Interpretation of probability density in QFT

[Silviu]

Hello! I am a bit confused about the interpretation of probability density in QFT. Let's say we have the Klein-Gordon equation. I understand that this is the field equation for a spin-0 charged particle. So if we find a solution $\phi(x)$ of the Klein-Gordon equation, as far as I understand this can be interpreted as a probability density (i.e. where can you find the particle with a given probability, given by $\| \phi(x)^2 \|dx$), but at the same time it can be interpreted as a creation operator so when you apply $\phi(x)$ on the vacuum state $\|0>$, you create a particle at the position x (please let me know if I said something wrong up to know - I might have understood something wrong).

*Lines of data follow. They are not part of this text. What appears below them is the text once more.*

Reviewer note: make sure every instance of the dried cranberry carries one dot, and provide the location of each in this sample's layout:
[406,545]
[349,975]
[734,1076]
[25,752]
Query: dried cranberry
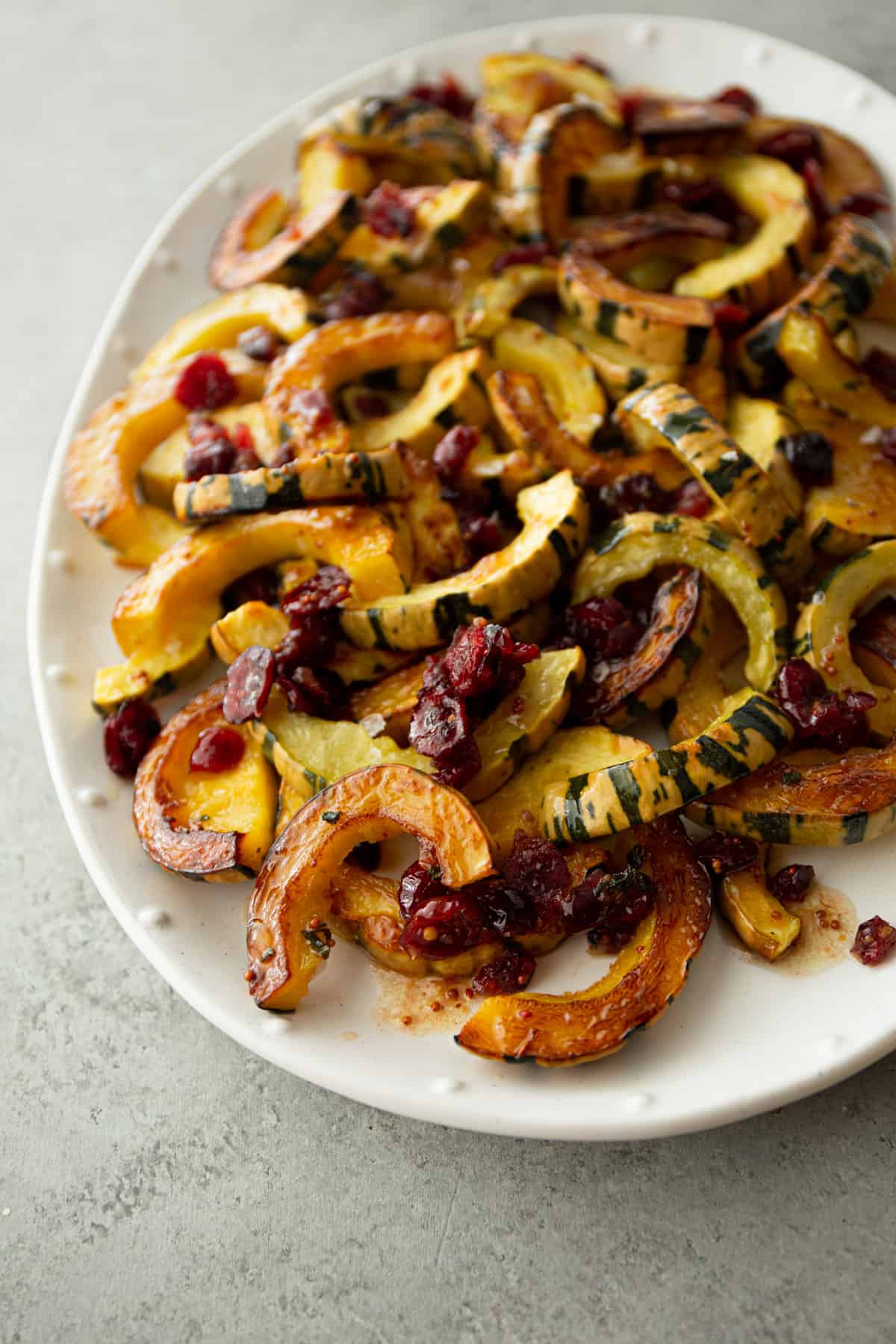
[260,343]
[528,255]
[257,586]
[358,296]
[453,450]
[127,735]
[444,927]
[539,868]
[388,211]
[249,682]
[793,146]
[864,203]
[738,97]
[880,367]
[875,941]
[793,882]
[314,691]
[217,750]
[206,385]
[447,93]
[312,406]
[635,494]
[507,974]
[602,626]
[721,853]
[812,457]
[691,499]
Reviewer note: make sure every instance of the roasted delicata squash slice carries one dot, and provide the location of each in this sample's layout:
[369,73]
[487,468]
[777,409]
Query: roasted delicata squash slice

As a first question, do these 2 interpretation hold only for a free particle, or even for Klein-Gordon equation with an interaction term? And I am a bit confused about how do these 2 interpretation can take place at the same time and when do you pick one over the other. The first one assume that the position of the particle is spread in space with different probabilities at each point while the second one assumes that the particle is localized at the point where it is created, but in the end, mathematically, you have a single solution to the Klein-Gordon equation. So, can someone explain to me more in depth the meaning of these 2 interpretations and the differences between them? Thank you!

 

[Demystifier]

First, Klein-Gordon equation is not a good example because $|\phi(x)|^2$ cannot be interpreted as a probability density in the usual sense. To make a better sense of your question, it is better to consider non-relativistic QFT, i.e. second-quantized Schrödinger equation.

Second, within non-relativistic QFT, one should distinguish field operator $\hat{\phi}(x)$ from the wave function $\psi(x)$. The object $\hat{\phi}(x)|0\rangle$ is a 1-particle state at position $x$. The quantity $|\psi(x)|^2$ is the probability density. For the relation between $\hat{\phi}(x)$ and $\psi(x)$, and for other details, see
https://arxiv.org/abs/quant-ph/0609163
Secs. 7 and 8.

 

[Demystifier]

For more advanced aspects, I also recommend a very recent paper "Localized States in Quantum Field Theories" by M. Pavšić:
https://arxiv.org/abs/1705.02774

 

[Silviu]

First, Klein-Gordon equation is not a good example because $|\phi(x)|^2$ cannot be interpreted as a probability density in the usual sense. To make a better sense of your question, it is better to consider non-relativistic QFT, i.e. second-quantized Schrödinger equation.

Second, within non-relativistic QFT, one should distinguish field operator $\hat{\phi}(x)$ from the wave function $\psi(x)$. The object $\hat{\phi}(x)|0\rangle$ is a 1-particle state at position $x$. The quantity $|\psi(x)|^2$ is the probability density. For the relation between $\hat{\phi}(x)$ and $\psi(x)$, and for other details, see
https://arxiv.org/abs/quant-ph/0609163
Secs. 7 and 8.

Hello! Thank you so so much for this paper. It really helped me a lot and also got me to understand the second quantization. If you know any other paper at this level, to prepare me for QFT it would be great!